Children who’ve lost a parent or both and their childhood thrive in a government-licensed home in Kovaipudur; they go to school like other kids and return to a home-like environment.

People caught in road accidents are brought to the Government Hospital, but if they have lost their memory, there’s no one to tend to them. A special health centre chips in.

All these three are the initiatives of Helping HeartsTrust, an NGO set up in 2009 by Ganesh M, then a student at Sri Krishna Engineering College. It attracted conscientious students from all colleges. Today, many of them are well-settled; they hand over a part of their earnings to run the homes. “It gratifies us that students from the batches that followed us have taken on the mantle of running the activities of the Trust,” says Ganesh. A majority of the volunteers are from colleges in Kovaipudur. It helps them rush during emergencies in any of the homes. One of the core members, Venkatesh, monitors the homes regularly.

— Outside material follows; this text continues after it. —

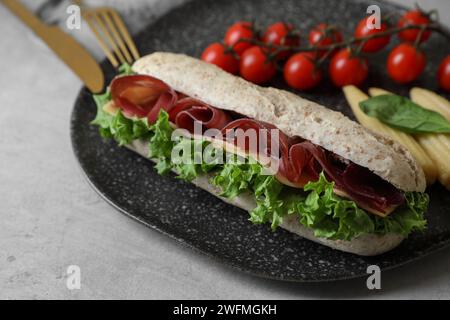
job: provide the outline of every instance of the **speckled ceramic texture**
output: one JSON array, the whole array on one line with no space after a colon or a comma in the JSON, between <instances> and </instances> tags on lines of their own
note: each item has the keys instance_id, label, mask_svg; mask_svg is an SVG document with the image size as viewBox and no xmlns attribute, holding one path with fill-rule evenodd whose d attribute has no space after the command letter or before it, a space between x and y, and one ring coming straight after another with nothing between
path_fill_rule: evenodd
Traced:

The team has started a new project every two years. The children’s home took shape in 2011, the senior citizens haven in 2013, and the special ward in 2015. “We used to head out of weekends, provide volunteer support, and occasional financial support to the needy before we decided to do something more effective. Friends chip in at least a lakh of rupees every month; some corporate and people provide provisions. This helps us run the units effectively.”

The children’s home has 13 kids and three staff. The senior citizens’ home has eight people and three caregivers. “They are happy to have found some comfort now.”

The special ward in the Government Hospital has 10 inmates, and four trained staff who oversees their overall hygiene and nourishment. “Once they recover, we rehabilitate them with their families if they remember them. If not, they head to our home,” says Ganesh.

He says that public support keeps them going. “We have part-time volunteers who handle finances, stocks of food and medicine and also take the elderly walking or just spend time with them. That delights them.”